La déchéance d’un Gouverneur ne crée jamais un vide propre ; elle laisse derrière elle une marge d’incertitude que les opportunistes s’empressent de traverser. C’est ce risque d’anarchie administrative et de confusion du commandement que le VPM Jacquemain Shabani a cherché à éteindre avec une rapidité d’exécution louable.

Le geste est un acte de tutelle fort et nécessaire. En nommant formellement Didier Lomoyo à l’intérim, Shabani ne fait pas que respecter l’ordre protocolaire (le Vice-Gouverneur succède au Gouverneur empêché) : il envoie un signal clair à la classe politique locale.

“Le gouvernement central refuse catégoriquement le blocage administratif. L’argent public, la sécurité des citoyens, la gestion courante… rien ne doit souffrir des querelles des élites.
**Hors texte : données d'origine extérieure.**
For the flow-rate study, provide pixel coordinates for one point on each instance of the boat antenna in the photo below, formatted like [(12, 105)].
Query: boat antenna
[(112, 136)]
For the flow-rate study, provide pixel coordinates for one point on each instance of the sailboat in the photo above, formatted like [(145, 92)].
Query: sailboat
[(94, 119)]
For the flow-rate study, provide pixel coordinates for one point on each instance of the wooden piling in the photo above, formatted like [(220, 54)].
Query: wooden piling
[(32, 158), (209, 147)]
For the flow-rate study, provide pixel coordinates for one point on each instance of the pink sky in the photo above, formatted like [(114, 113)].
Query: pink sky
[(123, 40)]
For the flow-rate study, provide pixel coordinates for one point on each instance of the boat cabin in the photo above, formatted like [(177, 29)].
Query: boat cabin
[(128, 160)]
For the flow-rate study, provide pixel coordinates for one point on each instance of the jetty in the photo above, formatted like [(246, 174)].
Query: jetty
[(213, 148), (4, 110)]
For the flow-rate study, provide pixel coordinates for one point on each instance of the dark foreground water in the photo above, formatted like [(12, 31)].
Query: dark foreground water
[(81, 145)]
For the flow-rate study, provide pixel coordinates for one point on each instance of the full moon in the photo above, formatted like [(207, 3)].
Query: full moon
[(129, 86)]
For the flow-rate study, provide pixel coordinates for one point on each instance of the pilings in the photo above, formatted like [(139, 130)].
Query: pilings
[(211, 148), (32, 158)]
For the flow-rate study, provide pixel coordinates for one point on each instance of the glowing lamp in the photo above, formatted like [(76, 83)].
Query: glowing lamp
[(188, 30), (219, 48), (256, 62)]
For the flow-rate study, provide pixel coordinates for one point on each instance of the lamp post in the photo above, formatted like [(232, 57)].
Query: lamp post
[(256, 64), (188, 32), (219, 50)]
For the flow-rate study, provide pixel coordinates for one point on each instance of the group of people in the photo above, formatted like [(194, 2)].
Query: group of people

C’est une mise sous tutelle de facto de l’exécutif provincial, dont l’unique mission est de faire fonctionner la machine, sans ambition ni audace, jusqu’à nouvel ordre”.

L’aspect le plus succulent de cette décision réside dans sa limite temporelle. L’intérim n’est pas indéfini ; il est borné par le recours de Paulin Lendongolia en cours. Cette formulation est cruciale. Elle signifie que le gouvernement central, bien qu’informé de la déchéance, ne la considère pas comme un fait politique accompli tant que la justice n’a pas statué sur sa légalité.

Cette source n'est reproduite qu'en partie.